The first two lines illustrate the total up time, the number of users, the number of tasks, the number of running tasks of the server. The third line shows the detailed CPU usage, with us for user usage, sy for system usage, wa for waiting usage. (NOTE: if wa percent is high, which CPU is waiting for I/O operations, it might indicate the I/O bottle neck of your program.) Next two lines shows the detailed RAM(memory) and swap usage.

The rest of table lists all the detailed information about all processes. By default, they are sorted in the descent order of CPU usage. Pay attention of the RES column, which is the actual memory usage of processes.

Tips for top

  • press e to change units of each process (None->k->m->g->t->p: B->KB->MB->GB->TB->PB)

  • press E to change units of total resources (None->k->m->g->t->p: B->KB->MB->GB->TB->PB)

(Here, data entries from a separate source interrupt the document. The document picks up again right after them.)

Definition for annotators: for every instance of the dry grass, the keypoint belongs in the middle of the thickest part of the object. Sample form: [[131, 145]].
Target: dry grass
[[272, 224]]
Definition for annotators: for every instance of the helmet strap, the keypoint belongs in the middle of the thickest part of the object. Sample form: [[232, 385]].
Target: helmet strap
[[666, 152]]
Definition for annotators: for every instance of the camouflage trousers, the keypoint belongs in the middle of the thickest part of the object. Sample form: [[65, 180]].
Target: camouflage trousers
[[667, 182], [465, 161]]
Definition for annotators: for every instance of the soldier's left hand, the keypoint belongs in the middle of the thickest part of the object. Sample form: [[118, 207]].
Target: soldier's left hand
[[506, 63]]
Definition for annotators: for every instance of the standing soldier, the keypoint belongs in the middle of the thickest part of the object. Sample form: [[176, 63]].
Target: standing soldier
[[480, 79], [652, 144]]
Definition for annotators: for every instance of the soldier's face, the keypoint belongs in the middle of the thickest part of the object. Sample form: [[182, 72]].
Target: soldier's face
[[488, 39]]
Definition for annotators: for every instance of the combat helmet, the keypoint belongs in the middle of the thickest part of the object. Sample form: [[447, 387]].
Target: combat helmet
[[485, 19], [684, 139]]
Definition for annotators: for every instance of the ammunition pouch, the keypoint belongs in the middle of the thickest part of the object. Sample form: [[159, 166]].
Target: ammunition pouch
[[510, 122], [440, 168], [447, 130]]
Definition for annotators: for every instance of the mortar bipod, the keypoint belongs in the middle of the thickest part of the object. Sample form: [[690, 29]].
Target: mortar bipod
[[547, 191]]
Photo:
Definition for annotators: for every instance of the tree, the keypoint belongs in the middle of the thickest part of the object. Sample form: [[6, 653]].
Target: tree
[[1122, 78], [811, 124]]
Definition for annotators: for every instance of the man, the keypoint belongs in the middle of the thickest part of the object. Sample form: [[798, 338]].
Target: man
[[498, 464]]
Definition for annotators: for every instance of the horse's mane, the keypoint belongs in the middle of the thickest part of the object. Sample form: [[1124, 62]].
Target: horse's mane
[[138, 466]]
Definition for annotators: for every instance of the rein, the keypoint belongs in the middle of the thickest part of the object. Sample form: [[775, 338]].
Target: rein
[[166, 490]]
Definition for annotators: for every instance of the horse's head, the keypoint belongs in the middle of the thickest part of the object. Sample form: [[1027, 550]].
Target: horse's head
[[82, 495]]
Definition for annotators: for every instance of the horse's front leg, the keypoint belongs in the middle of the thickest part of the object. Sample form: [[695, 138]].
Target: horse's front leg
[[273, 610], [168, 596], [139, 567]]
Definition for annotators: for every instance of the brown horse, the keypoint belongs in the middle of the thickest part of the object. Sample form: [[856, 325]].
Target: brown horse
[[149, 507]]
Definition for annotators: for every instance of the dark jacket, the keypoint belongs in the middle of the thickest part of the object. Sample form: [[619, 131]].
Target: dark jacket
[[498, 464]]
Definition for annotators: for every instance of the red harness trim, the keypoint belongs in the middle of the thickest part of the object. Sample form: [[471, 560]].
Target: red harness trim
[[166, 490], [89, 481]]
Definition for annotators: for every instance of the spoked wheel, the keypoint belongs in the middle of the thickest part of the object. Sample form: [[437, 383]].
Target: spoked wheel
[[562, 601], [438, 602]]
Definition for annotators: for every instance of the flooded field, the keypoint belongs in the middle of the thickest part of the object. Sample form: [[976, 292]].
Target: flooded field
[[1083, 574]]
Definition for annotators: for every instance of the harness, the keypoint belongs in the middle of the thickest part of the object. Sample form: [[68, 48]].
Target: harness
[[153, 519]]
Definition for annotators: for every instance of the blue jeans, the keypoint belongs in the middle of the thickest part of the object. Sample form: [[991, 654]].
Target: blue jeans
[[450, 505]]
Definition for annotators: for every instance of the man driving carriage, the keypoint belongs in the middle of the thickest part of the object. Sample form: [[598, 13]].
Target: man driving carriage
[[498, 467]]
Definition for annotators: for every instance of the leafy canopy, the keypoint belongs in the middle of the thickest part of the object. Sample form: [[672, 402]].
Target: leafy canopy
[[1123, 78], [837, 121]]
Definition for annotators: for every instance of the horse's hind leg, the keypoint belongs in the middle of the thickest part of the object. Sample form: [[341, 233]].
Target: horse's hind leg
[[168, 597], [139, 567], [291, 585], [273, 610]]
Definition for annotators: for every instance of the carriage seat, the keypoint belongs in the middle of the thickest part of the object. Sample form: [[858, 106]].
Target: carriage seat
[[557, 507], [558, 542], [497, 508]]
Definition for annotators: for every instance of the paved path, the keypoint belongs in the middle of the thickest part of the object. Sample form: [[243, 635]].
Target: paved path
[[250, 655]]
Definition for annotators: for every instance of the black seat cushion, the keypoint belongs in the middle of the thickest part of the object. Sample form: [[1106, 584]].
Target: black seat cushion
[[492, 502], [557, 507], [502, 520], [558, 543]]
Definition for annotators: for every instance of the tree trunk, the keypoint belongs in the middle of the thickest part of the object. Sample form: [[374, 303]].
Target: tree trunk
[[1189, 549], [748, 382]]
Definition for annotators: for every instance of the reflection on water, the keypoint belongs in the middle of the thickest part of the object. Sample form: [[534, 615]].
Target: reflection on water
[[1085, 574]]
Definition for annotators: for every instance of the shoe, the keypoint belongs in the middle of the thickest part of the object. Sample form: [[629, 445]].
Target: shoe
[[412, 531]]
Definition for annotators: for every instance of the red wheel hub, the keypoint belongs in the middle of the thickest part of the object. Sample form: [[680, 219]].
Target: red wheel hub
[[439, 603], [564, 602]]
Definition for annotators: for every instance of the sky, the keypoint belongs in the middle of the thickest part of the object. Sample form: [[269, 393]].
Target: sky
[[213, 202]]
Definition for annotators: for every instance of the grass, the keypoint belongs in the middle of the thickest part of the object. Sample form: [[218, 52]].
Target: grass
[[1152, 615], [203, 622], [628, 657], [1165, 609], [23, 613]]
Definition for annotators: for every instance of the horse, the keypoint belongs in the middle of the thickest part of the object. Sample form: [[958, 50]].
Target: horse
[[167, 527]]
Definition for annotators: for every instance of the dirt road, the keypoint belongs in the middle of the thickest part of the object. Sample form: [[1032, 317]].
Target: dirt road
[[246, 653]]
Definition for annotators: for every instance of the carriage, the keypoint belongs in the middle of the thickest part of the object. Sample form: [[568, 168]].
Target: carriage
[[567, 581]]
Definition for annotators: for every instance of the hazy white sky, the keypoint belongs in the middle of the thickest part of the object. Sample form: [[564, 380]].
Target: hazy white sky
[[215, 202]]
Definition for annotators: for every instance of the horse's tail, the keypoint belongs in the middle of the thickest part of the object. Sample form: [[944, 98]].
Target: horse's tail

  • press k and the PID of target process to kill the target process

    e.g. to kill the bill’s top process, whose PID is 21401

    $ k
    $ 21401
    $
    

    It is possible that the program refuse to exit (e.g. MATLAB), in which case you can send the program a “signal 9”.

    $ k
    $ 21401
    $ 9
    
  • use > and < to change the sort column of processes (default sort column is %CPU)

Note

Another way to check the status of specific command.

$ ps -e |grep command |less

Bill opened 10 python processes by accident. So he wants to kill all of them together.

$ jobs
[1]    suspended (tty output)  python
[2]    suspended (tty output)  python
[3]    suspended (tty output)  python
[4]    suspended (tty output)  python
[5]    suspended (tty output)  python
[6]    suspended (tty output)  python
[7]    suspended (tty output)  python
[8]    suspended (tty output)  python
[9]  - suspended (tty output)  python
[10]  + suspended (tty output)  python
$ pkill python

Internet#

Bill wants to download a file from http://website.com/files/file.zip over HTTP. Do not try this address since it’s invalid.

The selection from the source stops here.